Johnson will be known forever and all time as a Putnam Fellow, a winner of The William Lowell Putnam Mathematical Competition, hosted every December by The Mathematical Association of America.
This is an extraordinary achievement with the capacity to delight the rest of us who are puzzled by Venn diagrams and subject to arithmetical second-guessing by the Internal Revenue Service.
He placed among the top five out of 4,000 students who dared test themselves against the nation's finest collegiate academic all-stars. The highest possible score is 120 points, and most competitors earn fewer than 10. Johnson is thought to have scored in the 100-point range.
The fearsome essence of the challenge is summarized on the Putnam Web site: "The examination will be constructed to test originality as well as technical competence." Beyond adroitly recalling what they have been taught, the best and brightest must apply what they have learned.
Johnson is the first UW student to be named a Putnam Fellow, an academic appellation that will follow him through his professional career.
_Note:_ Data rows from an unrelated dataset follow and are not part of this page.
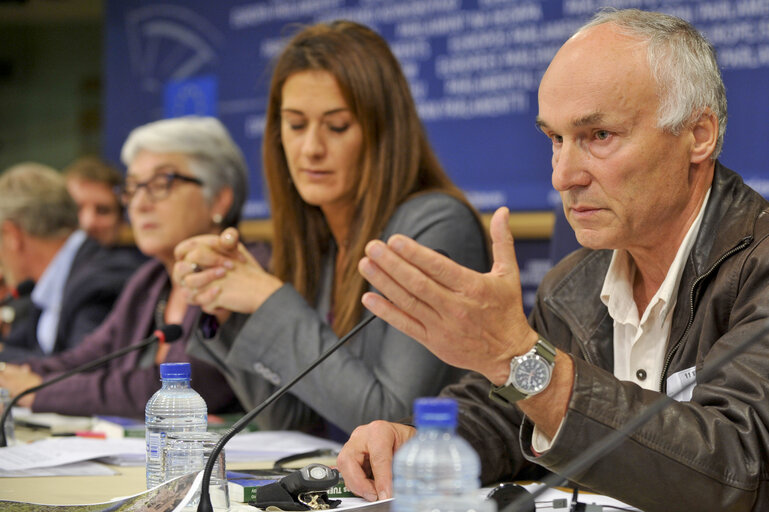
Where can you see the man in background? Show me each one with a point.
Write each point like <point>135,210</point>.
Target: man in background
<point>91,182</point>
<point>77,280</point>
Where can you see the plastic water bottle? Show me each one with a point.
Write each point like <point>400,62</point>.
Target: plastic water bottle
<point>435,463</point>
<point>176,407</point>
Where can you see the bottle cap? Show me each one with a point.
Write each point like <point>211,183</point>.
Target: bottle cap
<point>435,412</point>
<point>175,371</point>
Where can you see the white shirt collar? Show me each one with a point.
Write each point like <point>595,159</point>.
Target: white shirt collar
<point>617,291</point>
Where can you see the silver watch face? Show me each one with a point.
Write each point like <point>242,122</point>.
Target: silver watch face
<point>531,374</point>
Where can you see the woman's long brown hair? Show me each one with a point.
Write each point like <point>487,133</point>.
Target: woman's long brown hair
<point>396,161</point>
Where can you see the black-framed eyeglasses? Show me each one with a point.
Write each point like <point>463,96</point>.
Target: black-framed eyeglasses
<point>158,187</point>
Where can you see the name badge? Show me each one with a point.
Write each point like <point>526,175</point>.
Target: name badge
<point>678,381</point>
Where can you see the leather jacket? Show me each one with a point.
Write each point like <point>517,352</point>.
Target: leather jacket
<point>710,453</point>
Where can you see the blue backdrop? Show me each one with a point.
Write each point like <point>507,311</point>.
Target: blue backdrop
<point>473,66</point>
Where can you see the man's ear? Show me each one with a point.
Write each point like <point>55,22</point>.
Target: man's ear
<point>705,132</point>
<point>12,235</point>
<point>223,201</point>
Not unlike college freshmen swapping SAT scores in the dorm, any random group of mathematicians will sort itself by Putnam scores.
Johnson's tenacious brain power and academic strengths were groomed for glory by two faculty stars, Ioana Dumitriu, an assistant professor of mathematics, who was the first woman named a Putnam Fellow, and Julia Pevtsova, another assistant professor, who was a silver medalist in the International Mathematical Olympiad.
Johnson's family, university, faculty mentors, and indeed his community and state can all take enormous pride in his hard work and prodigious capabilities. This is a rare achievement to be celebrated.
Here is a sample problem to get a sense of the competition:
Players 1, 2, 3, n are seated around a table and each has a single penny. Player 1 passes a penny to Player 2, who then passes two pennies to Player 3. Player 3 then passes one penny to Player 4, who passes two pennies to Player 5, and so on, players alternately passing one penny or two to the next player who still has some pennies. A player who runs out of pennies drops out of the game and leaves the table. Find an infinite set of numbers n for which some player ends up with all n pennies.